We need a data stack!
What is a Data Stack
In short it’s a set of tools and practices to bring data together to derive analytics such as (but not limited to):
- Descriptive Analytics tells you what happened in the past.
- Diagnostic Analytics helps you understand why something happened in the past.
- Predictive Analytics predicts what is most likely to happen in the future.
- Prescriptive Analytics recommends actions you can take to affect those outcomes.
The tools usually include data ingestion, transformation, storage, and visualisation tools.
In a box is referring to all the tools being in one place enabling single node analytics. In other words, all the tools can run on your machine (no external server dependencies).
Why a data stack in a box?
Data engineering used to be so challenging to reproduce in terms of time and money to setup.
Personally its been expensive, I have given AWS, GPC, and Azure tonnes of my money 💰 by accident. I once left AWS Sagemaker compute cluster on for a few days and got whacked $300 ouch.
However, we can create entire data stacks in a few mins 🚀 and do it completely free. Go have a beer 🍺 on me with the money saved, you deserve it.
Here are some of my favorite data stacks that I have stolen ideas from:
What are we trying to Solve with this Data Stack in a Box?
Main quests:
- Simple, one click deployment that is a totally free 💲 data stack, aiding in learning and proof of concepts.
- Getting humans excited about the publicly available data curated by NSW Department of Education and our partners.
Side quests:
- Help identify data quality and reliability issues with our data. This project is being run daily, with several tests so that we can improve quality and identify issues.
- Building a report that shows all metrics related to NSW Department of Education (DOE) data and consolidate any other publicly available data.
Architecture
Replicating the data Stack
Check out the repository nsw-doe-data-stack-in-a-box for instruction on how to set up the data stack.
And here is what it looks like to run the data stack with Dagster:
Dagster will coordinate our data stack. First it kicks off our data ingestion tool dlt, which loads our in memory data warehouse DuckDB with all that public data. Dagster then kicks off our data transformations with dbt to create data models ready for reporting.
Data Storage — Why DuckDB?
It’s a lightweight enterprise data warehouse. With DuckDB you have the simplicity of SQLite and the functionality of Snowflake, on your local machine.

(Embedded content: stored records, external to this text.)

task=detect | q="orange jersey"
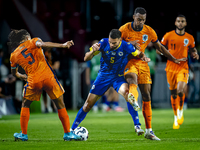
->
[119,22,158,52]
[10,38,54,82]
[161,30,195,73]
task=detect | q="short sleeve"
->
[161,33,168,46]
[151,29,158,43]
[90,39,105,56]
[189,36,195,48]
[10,54,18,69]
[119,24,126,40]
[32,38,42,47]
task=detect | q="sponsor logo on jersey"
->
[184,39,189,46]
[92,84,95,90]
[142,34,148,43]
[125,68,128,72]
[111,51,116,55]
[118,52,124,56]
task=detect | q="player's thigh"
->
[166,71,177,90]
[22,98,33,108]
[124,60,139,84]
[83,93,101,112]
[90,75,112,96]
[177,72,189,93]
[22,82,43,101]
[125,72,138,85]
[138,63,152,84]
[52,95,65,109]
[139,84,151,101]
[117,83,129,99]
[43,76,65,99]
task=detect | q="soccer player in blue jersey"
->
[71,29,150,130]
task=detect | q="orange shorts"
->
[23,76,65,101]
[166,71,189,90]
[124,59,152,84]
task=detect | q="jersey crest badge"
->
[184,39,189,46]
[118,52,124,56]
[142,34,148,43]
[111,51,116,55]
[124,68,129,72]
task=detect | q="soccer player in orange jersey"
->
[157,15,199,129]
[119,7,185,140]
[8,29,81,141]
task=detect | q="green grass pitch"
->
[0,109,200,150]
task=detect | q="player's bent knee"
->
[83,103,93,112]
[125,73,137,84]
[22,99,33,108]
[178,91,184,97]
[171,94,177,99]
[142,93,151,102]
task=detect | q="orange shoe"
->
[173,122,180,129]
[177,115,184,125]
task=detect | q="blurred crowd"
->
[0,0,200,112]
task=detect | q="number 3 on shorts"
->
[21,48,35,65]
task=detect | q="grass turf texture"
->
[0,109,200,150]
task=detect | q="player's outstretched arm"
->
[132,50,151,63]
[189,47,199,60]
[11,68,28,81]
[36,40,74,49]
[154,41,187,64]
[84,43,100,61]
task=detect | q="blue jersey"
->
[96,38,136,76]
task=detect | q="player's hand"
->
[129,40,141,50]
[92,43,101,52]
[139,52,151,63]
[191,52,199,60]
[173,57,187,64]
[19,74,28,81]
[63,40,74,49]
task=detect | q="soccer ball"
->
[74,127,89,141]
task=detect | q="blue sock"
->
[71,107,87,130]
[127,102,141,125]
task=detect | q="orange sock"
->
[178,94,185,110]
[20,107,30,134]
[171,96,178,116]
[129,84,138,100]
[142,101,152,129]
[58,108,70,133]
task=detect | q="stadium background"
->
[0,0,200,113]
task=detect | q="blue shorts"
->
[90,74,127,96]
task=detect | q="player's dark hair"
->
[8,29,30,49]
[134,7,147,15]
[109,29,121,39]
[176,14,186,20]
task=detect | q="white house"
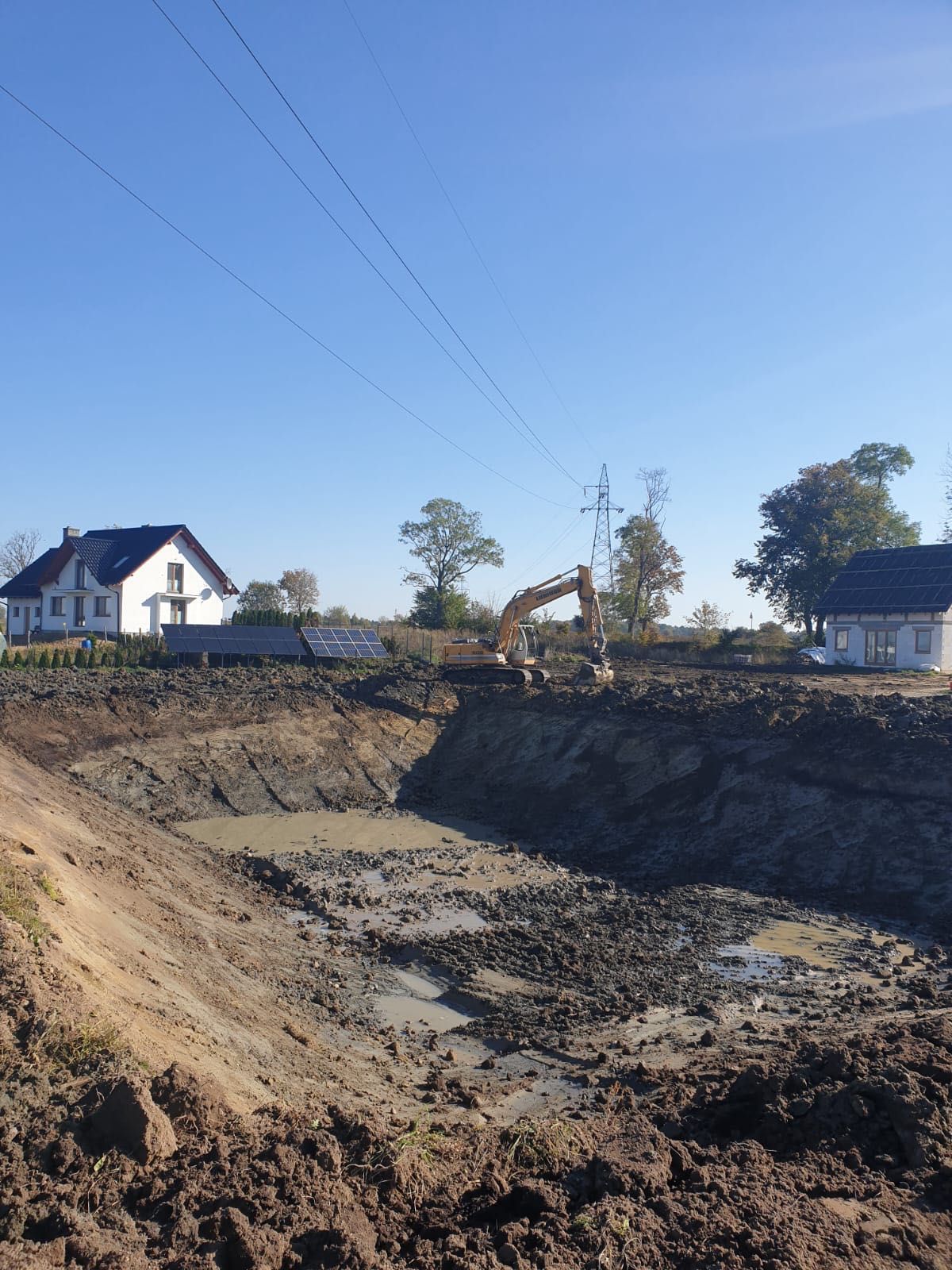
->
[816,542,952,671]
[0,525,237,643]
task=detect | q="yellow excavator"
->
[443,564,614,683]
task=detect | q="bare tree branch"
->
[0,529,40,578]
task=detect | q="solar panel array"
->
[163,622,305,659]
[301,626,390,658]
[817,545,952,614]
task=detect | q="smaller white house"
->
[816,542,952,671]
[0,525,237,643]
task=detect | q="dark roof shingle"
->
[815,542,952,614]
[0,525,237,599]
[0,548,60,599]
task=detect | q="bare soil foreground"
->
[0,664,952,1270]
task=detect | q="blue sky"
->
[0,0,952,622]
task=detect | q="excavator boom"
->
[443,564,614,683]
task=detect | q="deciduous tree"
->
[237,579,284,614]
[410,587,467,630]
[278,568,320,614]
[684,599,731,646]
[612,468,684,633]
[734,447,919,641]
[322,605,351,626]
[0,529,40,578]
[849,441,916,489]
[400,498,504,627]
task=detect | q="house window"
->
[866,631,896,665]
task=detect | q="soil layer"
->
[0,664,952,1270]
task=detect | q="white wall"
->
[827,614,952,671]
[40,552,117,635]
[122,535,225,635]
[0,598,42,635]
[36,535,225,635]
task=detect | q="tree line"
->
[0,442,952,643]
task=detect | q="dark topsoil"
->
[0,667,952,1270]
[0,923,952,1270]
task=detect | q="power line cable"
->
[516,512,582,582]
[0,84,569,506]
[146,0,575,484]
[343,0,595,455]
[212,0,582,485]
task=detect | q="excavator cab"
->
[509,625,542,665]
[443,564,613,684]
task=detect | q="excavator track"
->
[443,665,538,688]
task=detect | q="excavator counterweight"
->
[443,564,614,684]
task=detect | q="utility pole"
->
[582,464,624,597]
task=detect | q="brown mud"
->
[0,664,952,1270]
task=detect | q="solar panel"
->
[301,626,390,658]
[163,622,306,660]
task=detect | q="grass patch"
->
[0,862,49,944]
[29,1014,129,1071]
[503,1120,573,1172]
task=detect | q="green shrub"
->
[0,864,49,944]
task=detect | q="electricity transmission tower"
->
[582,464,624,595]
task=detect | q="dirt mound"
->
[0,927,952,1270]
[0,669,952,1270]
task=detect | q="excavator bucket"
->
[575,662,614,683]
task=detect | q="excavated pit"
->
[0,669,952,1270]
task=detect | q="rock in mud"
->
[84,1076,178,1164]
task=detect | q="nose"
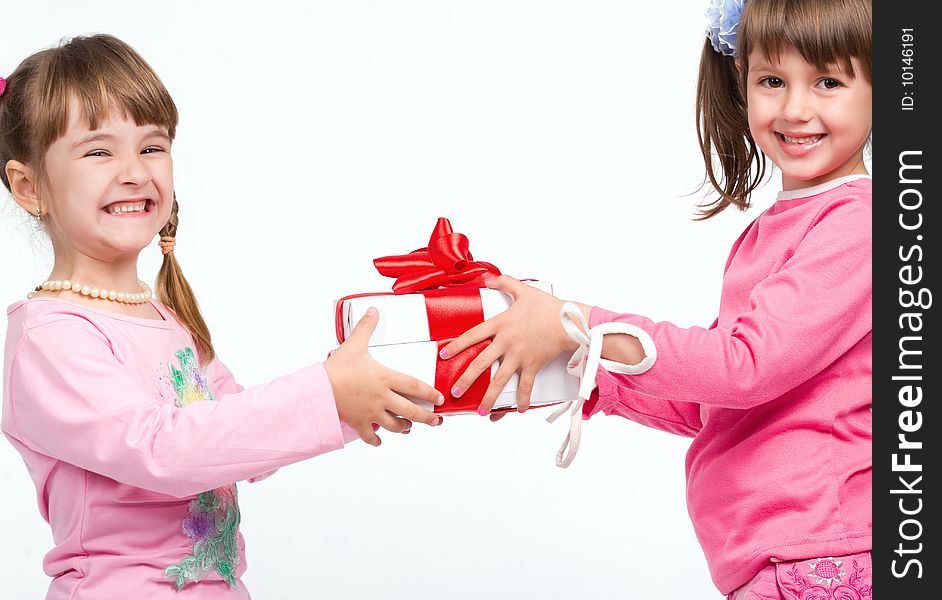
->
[118,153,151,187]
[782,87,814,123]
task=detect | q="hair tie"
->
[157,235,177,254]
[706,0,745,57]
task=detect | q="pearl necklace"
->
[26,279,153,304]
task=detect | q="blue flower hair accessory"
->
[706,0,745,56]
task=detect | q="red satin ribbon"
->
[373,217,500,294]
[419,285,491,413]
[336,218,500,413]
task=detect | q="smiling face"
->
[746,48,873,190]
[41,101,173,263]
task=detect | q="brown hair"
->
[696,0,873,219]
[0,35,215,363]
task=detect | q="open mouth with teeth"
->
[102,199,154,215]
[776,132,825,146]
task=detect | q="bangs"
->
[31,36,178,151]
[739,0,873,82]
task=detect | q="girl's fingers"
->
[353,423,382,446]
[478,359,516,415]
[379,410,412,433]
[484,275,529,300]
[385,392,442,426]
[438,315,500,359]
[517,370,536,412]
[388,369,445,408]
[451,343,506,398]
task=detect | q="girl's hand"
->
[441,275,578,412]
[324,308,445,446]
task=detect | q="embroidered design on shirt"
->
[164,347,242,589]
[788,557,873,600]
[164,484,241,589]
[170,346,215,408]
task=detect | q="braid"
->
[157,193,216,364]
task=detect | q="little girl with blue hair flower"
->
[442,0,873,600]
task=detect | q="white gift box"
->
[339,281,579,414]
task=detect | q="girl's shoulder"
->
[7,297,178,343]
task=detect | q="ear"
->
[5,160,39,215]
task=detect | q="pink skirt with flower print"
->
[727,552,873,600]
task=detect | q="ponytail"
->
[157,195,216,365]
[696,39,767,220]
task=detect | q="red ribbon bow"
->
[373,217,500,294]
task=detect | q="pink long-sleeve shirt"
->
[2,297,355,600]
[583,177,873,594]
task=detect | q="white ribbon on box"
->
[546,302,657,469]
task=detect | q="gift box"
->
[336,219,579,414]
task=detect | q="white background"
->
[0,0,796,600]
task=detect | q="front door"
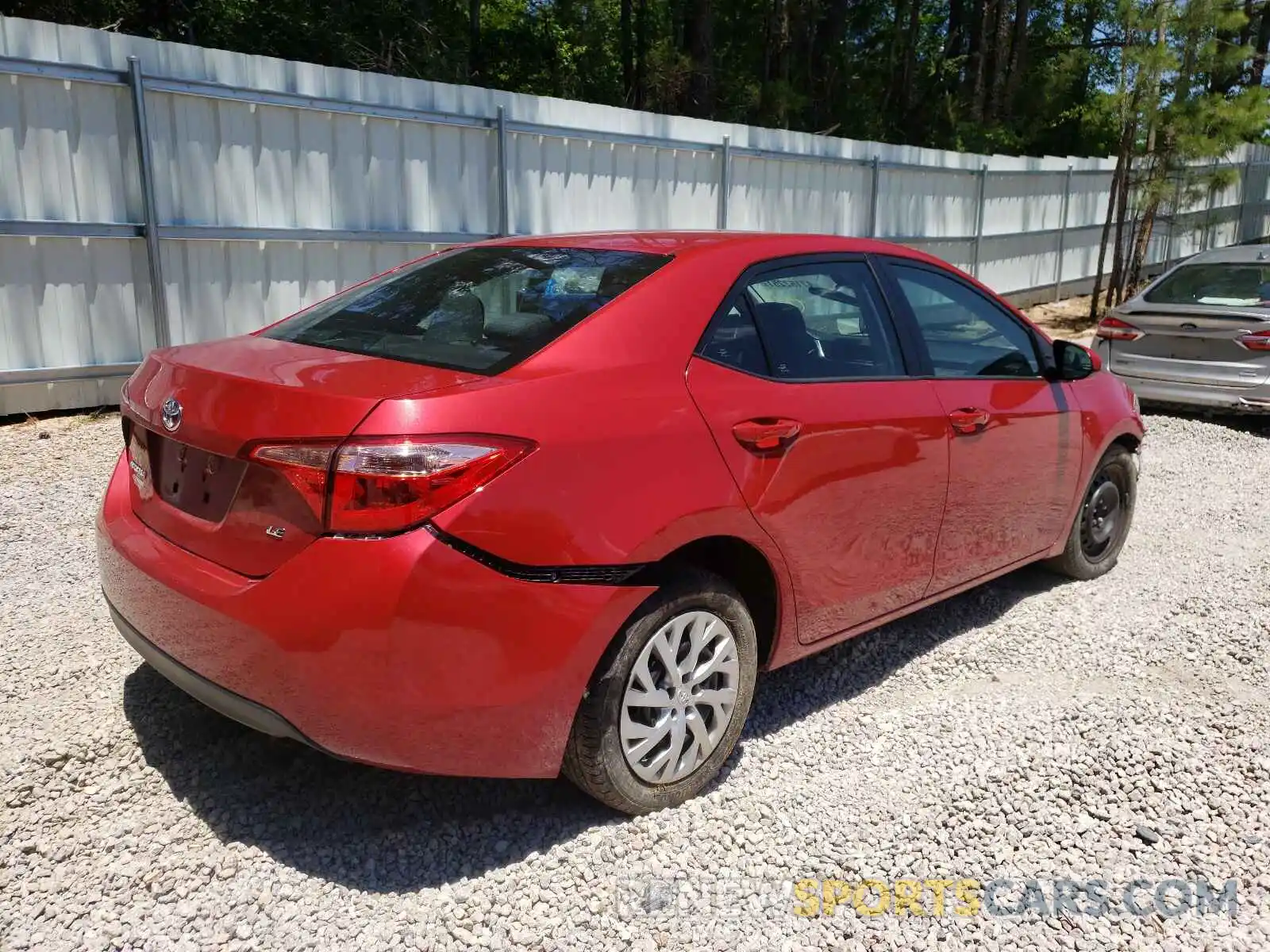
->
[688,259,948,643]
[889,259,1082,594]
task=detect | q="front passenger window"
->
[891,264,1040,377]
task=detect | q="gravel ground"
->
[0,415,1270,952]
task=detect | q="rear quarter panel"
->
[1050,370,1147,555]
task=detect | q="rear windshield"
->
[262,246,671,374]
[1143,263,1270,307]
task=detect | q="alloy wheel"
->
[1081,471,1126,562]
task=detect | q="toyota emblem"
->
[160,397,180,433]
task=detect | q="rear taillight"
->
[1234,330,1270,351]
[248,436,533,536]
[1094,317,1147,340]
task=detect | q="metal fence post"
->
[1236,155,1255,241]
[1199,163,1217,251]
[129,56,171,347]
[498,106,512,235]
[1164,173,1183,271]
[1054,165,1072,301]
[970,163,988,278]
[868,155,881,237]
[719,136,732,231]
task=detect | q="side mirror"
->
[1054,340,1103,379]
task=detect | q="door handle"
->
[949,406,988,434]
[732,416,802,453]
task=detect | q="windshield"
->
[1143,263,1270,307]
[262,246,671,374]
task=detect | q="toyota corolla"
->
[98,232,1143,812]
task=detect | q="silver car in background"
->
[1095,245,1270,413]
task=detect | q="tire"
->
[1045,444,1138,580]
[561,569,758,814]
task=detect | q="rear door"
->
[885,259,1082,594]
[688,258,948,643]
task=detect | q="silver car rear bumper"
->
[1116,373,1270,414]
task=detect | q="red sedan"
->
[98,232,1143,812]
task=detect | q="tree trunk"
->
[618,0,635,106]
[984,0,1010,122]
[468,0,481,85]
[1107,149,1137,305]
[810,0,851,129]
[1001,0,1029,119]
[635,0,648,109]
[1090,109,1137,320]
[963,0,995,122]
[1072,0,1100,138]
[1249,2,1270,87]
[1126,193,1160,297]
[683,0,714,119]
[900,0,922,121]
[944,0,965,76]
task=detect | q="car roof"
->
[481,231,949,268]
[1183,245,1270,264]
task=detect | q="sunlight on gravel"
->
[0,415,1270,952]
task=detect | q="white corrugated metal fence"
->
[0,17,1270,415]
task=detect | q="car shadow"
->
[123,569,1059,892]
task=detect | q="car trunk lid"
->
[123,335,481,576]
[1109,305,1270,387]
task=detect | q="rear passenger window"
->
[701,297,767,376]
[701,262,904,379]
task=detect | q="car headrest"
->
[754,307,806,336]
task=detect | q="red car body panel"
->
[98,232,1143,777]
[923,378,1083,594]
[98,459,652,777]
[688,358,949,641]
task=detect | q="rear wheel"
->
[564,571,758,814]
[1046,446,1138,579]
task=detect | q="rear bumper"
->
[1102,373,1270,413]
[98,451,652,777]
[106,599,320,749]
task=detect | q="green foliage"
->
[7,0,1270,157]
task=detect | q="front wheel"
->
[1046,444,1138,579]
[563,571,758,814]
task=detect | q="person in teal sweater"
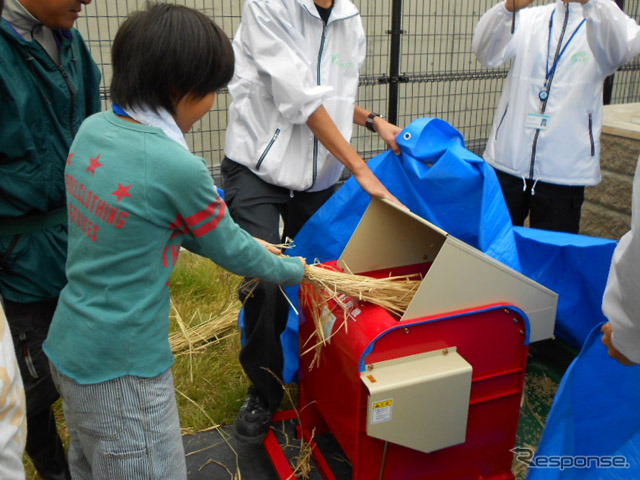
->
[0,0,101,480]
[44,4,304,479]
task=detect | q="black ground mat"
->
[182,420,351,480]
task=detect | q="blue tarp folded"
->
[249,118,615,381]
[527,325,640,480]
[513,227,616,349]
[282,118,519,381]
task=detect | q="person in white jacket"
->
[0,302,27,480]
[473,0,640,233]
[602,159,640,365]
[221,0,401,443]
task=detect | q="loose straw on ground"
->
[169,302,240,355]
[302,265,421,368]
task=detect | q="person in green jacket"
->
[0,0,101,479]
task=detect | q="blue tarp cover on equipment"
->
[282,118,615,381]
[527,325,640,480]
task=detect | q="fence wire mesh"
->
[77,0,640,176]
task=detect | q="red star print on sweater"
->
[111,182,133,202]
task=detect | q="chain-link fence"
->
[77,0,640,176]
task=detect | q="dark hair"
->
[111,3,234,114]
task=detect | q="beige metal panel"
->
[339,197,447,273]
[402,236,558,342]
[361,347,473,452]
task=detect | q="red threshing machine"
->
[268,198,558,480]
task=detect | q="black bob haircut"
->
[111,3,234,115]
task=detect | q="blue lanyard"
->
[545,9,587,86]
[111,103,131,118]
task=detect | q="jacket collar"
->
[2,0,42,41]
[556,0,582,15]
[296,0,359,23]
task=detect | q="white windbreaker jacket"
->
[602,159,640,363]
[225,0,366,191]
[473,0,640,186]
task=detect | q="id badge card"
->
[525,113,551,130]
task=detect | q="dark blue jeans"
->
[496,169,584,233]
[221,158,335,412]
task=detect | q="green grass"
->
[25,252,570,480]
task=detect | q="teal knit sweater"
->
[44,112,304,384]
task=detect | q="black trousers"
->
[496,169,584,233]
[3,299,71,480]
[221,158,335,411]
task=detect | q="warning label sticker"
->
[371,398,393,425]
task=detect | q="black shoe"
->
[233,389,273,444]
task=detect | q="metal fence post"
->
[387,0,404,125]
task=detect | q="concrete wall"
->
[580,103,640,240]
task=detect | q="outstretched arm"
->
[580,0,640,75]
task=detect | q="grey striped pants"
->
[51,363,187,480]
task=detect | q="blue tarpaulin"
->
[258,118,640,480]
[272,118,615,381]
[527,325,640,480]
[513,227,616,348]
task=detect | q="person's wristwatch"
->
[365,112,384,133]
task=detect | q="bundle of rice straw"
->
[169,301,240,355]
[302,264,422,368]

Want to know more, see: https://kojo.blog/duckdb/
Reporting — Evidence.dev
Behind the scenes NSW Data uses CKAN to power the data portal. There are some reporting capabilities built into CKAN, however I wanted to see all the metrics in one place, which will help with data validation.
Now we have all of this data we can create a dashboard. For my sanity I needed to use a code-first approach to data visualisation so I choose evidence.dev. This has the added benefit of being able to incorporate into our CICD pipeline.
- Note — ideally I would have built a proper semantic layer. This is an area I want to work on. The features that I wanted are available from dbt and cube.dev but they are behind a pay wall. So I skipped them for this project. Instead I am just creating a basic denormalised metrics table.
Conclusion
This project is just getting started. We have already completed our first main quest for a Simple, one click deployment that is a totally free 💲 data stack.
The ability for everyone to reproduce your entire data stack in a box is a superpower. This fast tracks our ability to onboard new engineers whilst also providing the ability for us to learn and test new parts of the data stack.
Each time this data stack in a box is built it should always have the same Operating System, Programming Languages (Pyhton & Java Script), packages and Integrated Development Environments (including extensions).
This will no longer be an issue:
The project is also tackling several other challenges including DevOps (CICD), data quality, debugging, metadata management, and pipeline visibility. But more on that in the future. This is a living breathing project.
You can find the full code of the application on github over in the repo nsw-doe-data-stack-in-a-box.
Disclaimer: these are my own thoughts and opinions and not a reflection of my employer.